If you have been on Pinterest for any amount of time, you may have come across the trendy apple rose design seen on cupcakes, pies, tarts, and more. It’s not hard to see the appeal of it, but I wanted to know: Is it really all that easy to do?
Yes, they are pretty easy to make — but you need to get a mandoline.
Sure, you can use a knife to thinly slice the apples, but you better make sure that it’s razor-sharp and your patience reserve is full because it will be a laborious task compared to using a mandoline. You will want to make sure the apple slices are uniform in thinness for easy rolling — this means no thick corners or wavy cuts from sawing or stuttered slicing with a dull knife.
My favorite mandoline is the Benriner vegetable slicer with tray: it’s not costly, it’s easy to use, and it's easy to clean since there aren’t many parts or grooves to dig food out of. The downside is that the hand guard is worthless, so to save my fingertips and keep my blood pressure steady while operating this bit of kitchen gadgetry, I always wear a no-cut glove.
Once you are done slicing, let the rolling begin.
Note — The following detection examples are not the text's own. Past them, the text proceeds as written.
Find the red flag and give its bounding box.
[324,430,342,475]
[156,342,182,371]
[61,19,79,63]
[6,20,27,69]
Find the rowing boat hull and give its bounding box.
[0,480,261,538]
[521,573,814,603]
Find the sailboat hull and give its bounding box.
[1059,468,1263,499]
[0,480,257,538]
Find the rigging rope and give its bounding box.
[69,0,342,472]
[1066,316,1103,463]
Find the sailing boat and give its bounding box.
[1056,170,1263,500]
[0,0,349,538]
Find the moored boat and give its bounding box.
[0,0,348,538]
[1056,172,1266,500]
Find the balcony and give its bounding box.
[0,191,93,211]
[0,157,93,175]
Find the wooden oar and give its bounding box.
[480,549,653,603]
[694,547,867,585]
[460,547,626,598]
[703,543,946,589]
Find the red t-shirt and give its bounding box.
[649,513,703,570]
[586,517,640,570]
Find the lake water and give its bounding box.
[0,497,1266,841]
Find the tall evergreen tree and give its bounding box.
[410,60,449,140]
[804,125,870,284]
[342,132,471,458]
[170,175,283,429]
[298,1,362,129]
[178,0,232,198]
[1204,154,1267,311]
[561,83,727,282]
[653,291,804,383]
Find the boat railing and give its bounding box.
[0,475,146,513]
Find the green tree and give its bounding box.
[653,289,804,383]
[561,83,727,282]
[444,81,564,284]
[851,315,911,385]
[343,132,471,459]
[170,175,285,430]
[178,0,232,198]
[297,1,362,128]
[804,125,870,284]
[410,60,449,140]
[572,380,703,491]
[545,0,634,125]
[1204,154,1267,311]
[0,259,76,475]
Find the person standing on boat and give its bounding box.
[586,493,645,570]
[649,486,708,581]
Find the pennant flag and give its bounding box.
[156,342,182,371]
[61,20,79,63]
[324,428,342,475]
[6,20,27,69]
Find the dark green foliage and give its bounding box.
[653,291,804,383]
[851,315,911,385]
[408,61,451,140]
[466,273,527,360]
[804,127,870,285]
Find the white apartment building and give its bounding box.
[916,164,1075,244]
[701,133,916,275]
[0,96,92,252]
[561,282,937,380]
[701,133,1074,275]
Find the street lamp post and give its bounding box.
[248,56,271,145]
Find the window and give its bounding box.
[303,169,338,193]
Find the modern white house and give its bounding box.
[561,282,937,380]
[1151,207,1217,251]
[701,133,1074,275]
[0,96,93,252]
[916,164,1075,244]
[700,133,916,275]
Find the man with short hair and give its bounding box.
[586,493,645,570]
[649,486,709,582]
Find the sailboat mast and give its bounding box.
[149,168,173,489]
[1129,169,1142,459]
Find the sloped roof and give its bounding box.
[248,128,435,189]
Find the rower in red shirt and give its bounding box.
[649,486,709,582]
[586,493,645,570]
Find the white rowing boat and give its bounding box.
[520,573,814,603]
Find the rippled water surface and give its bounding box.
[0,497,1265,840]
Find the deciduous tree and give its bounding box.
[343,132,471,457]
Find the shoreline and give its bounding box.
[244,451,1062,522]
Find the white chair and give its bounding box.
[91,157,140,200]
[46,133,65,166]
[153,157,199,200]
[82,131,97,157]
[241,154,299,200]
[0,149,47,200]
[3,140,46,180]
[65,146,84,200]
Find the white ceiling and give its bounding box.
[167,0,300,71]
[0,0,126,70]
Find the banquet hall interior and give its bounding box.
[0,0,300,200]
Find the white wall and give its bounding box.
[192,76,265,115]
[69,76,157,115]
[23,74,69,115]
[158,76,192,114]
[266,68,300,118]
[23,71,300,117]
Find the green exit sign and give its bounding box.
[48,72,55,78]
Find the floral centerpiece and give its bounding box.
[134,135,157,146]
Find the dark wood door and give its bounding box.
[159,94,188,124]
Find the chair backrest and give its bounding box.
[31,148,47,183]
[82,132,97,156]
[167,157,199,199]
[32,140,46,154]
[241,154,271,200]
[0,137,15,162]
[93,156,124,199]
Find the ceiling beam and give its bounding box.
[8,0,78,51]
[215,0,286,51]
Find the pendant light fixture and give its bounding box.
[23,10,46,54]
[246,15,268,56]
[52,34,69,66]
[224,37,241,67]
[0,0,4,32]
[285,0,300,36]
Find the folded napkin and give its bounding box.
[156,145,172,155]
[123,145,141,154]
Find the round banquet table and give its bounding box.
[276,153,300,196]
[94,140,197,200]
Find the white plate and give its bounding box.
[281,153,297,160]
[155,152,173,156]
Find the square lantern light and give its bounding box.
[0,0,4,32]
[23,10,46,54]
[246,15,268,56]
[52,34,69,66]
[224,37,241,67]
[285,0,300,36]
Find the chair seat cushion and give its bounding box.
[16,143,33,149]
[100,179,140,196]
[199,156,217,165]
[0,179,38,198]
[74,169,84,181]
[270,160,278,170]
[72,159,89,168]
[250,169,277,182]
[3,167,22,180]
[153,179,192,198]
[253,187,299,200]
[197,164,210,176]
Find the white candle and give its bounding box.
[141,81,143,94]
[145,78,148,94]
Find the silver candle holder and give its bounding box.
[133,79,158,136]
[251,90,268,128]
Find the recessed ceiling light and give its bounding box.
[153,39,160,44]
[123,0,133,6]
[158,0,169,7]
Put on some music and find your zen zone. Your first rose might not come out perfect, but trust me, it will still look like a rose. Here’s my best tip for rolling: Use some finesse here; the more you try to force a tight roll, the more the apple slices will slip and wiggle around. You should roll and then stand it up on its bottom; with your hands encircling the rose, give it a quick rap on the flat surface you are working on and you’ll see all the slices will uniformly fall into place. Now that the rose is formed and transferred into the pie crust, add in single slices of apples to fill out the center or outer part of the rose to your preference.
Lastly, here are just a few helpful notes about the ingredients. To really accentuate the rose “petals” I added some red food coloring for a soft reddish tint. I used raspberry jam to quickly and easily pump up the flavor, but strawberry jam would work just as well. For the apples, I used Honeycrisp, but Gala or Fuji apples would work fine too.
Mini Apple Rose Pies
Makes 16 mini pies
1 Perfectly Flaky Pie Crust
6 Honeycrisp apples, thinly sliced
4 tablespoon lemon juice (about half a lemon)
1/2 cup brown sugar
3 tablespoon butter
5 tablespoons seedless raspberry jam
1 to 2 small drops red food coloring (optional)
Chill mini muffin tin while preparing dough. Prepare the pie dough as instructed. Once ready, roll out on a lightly floured surface; using a 3-inch cookie cutter, punch out rounds. Remove muffin tin from refrigerator. Gently press rounds into each well. Transfer pie crust-lined muffin tin back to refrigerator to prepare filling.
Core apples. Using a mandoline or a very sharp knife, cut apples into half-moon shapes 1/16-inch thin. Gently toss apples in lemon juice. Place brown sugar, butter, and jam into a small saucepan over medium-low heat. Stir and cook until ingredients are melted and combined. Remove from heat and add food coloring if using. Pour mixture over apples slices. Toss to combine. Set aside for 5 to 10 minutes to allow apples to become pliable. If apples are still not pliable, quickly microwave in 15-second bursts until apples are pliable. Strain apples slices and discard liquid.
To form roses, arrange about 8 apple slices in a straight row, with each slice overlapping one another to create a 12-inch line. Starting with one end, gently roll apples. Transfer rolled apples into pie crust. Repeat rolling apples, until all pie crusts are filled. Heat oven to 350°F. Transfer to oven and bake until the crust is golden and apples have cooked, about 30 minutes. If apples start to brown faster than pie crust, lightly place foil on top.